The Power of Out-Imagining

Anyone who is a fan of the Narnia stories by C S Lewis, knows that the central character, Aslan, is a lion – but he is not “a tame lion.”  I don’t know what a tame lion might look like but as a child I saw caged lions in zoos and others in a circus trained to do tricks that go against their nature.

Perhaps our history as Christians shows us over and over again as people who have tried to “tame” our faith so that we could live comfortably with it or cage it in order to control it and thus not face its reality.  All that has happened is that we have made it look insipid.  People fall away from the Christian faith and turn elsewhere to find something that will take them to the heart of their need, acknowledged but not always understood.  So we get young men (and women), some of whom have grown up in Christian families, choosing to become terrorists.

A quotation was given to us this week by one of our retreat conductors at Launde Abbey.  I am paraphrasing but he said, “The destruction of the Twin Towers in 9-11 was as evil a things as you could get, but it was breath-taking in its imagination.  The only way to overcome such evil is not to go to war against it but to try to out-imagine it.”

Lately, after having been a life-long Christian, I am really beginning to “get” just how radical is the message of Jesus Christ, when it comes to “out-imagining.”  Turning the other cheek, loving your enemies, doing good to those who hurt you may sound like the first lesson in how to be a doormat.  But history shows that when people have done this, i.e. practiced passive resistance, as in the Salt Marches in India under Gandhi or the work of the African American Civil Rights Movement under Martin Luther King, the world has been changed.  The most powerful witness to this is the very man who inspired Gandhi and King, Jesus Christ, who sought forgiveness for those who were executing him even as they drove the nails into his hands and feet.  He changed the whole world and the course of history forever.

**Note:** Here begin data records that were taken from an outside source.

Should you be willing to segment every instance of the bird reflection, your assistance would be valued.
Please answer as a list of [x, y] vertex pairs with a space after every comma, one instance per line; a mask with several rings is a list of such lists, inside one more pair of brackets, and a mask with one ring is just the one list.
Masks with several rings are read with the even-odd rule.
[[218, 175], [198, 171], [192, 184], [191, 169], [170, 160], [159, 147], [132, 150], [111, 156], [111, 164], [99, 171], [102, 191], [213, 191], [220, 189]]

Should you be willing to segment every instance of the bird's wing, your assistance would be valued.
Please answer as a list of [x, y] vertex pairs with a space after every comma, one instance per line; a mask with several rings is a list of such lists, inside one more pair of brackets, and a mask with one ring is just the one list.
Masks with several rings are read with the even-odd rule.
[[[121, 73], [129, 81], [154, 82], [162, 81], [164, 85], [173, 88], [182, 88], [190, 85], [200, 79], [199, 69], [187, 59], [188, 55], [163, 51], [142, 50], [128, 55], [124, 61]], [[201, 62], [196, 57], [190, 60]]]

For this radical change to happen however, there has to be a double journey.  That of the individual on the inside and that of the community coming together with the same vision.  It has all gone horribly wrong in history when the work of forgiveness has not gone on inside individuals first.  If I do not turn to God in prayer first and face my old nagging wounds, my bitterness and my resentment that come up again and again; if I do not strive against my own darkness and find the light of Christ and his compassion and forgiveness, I will not be able to be part of God’s solution, his radical re-imagining of the world.  If I take a shortcut and just act out these things with others on the outside without the inner work of prayer, I may end up doing what has so often been done in the past with good intentions, become part of a movement that sets out to change the world for the good but ends up enslaving and destroying everything that gets in the way of my faith, my ideas.

Christ is our model.  He stated that he could do nothing without his Father and often went off alone to be with him in prayer.  Why would we imagine that we could be Christian people without the same practice?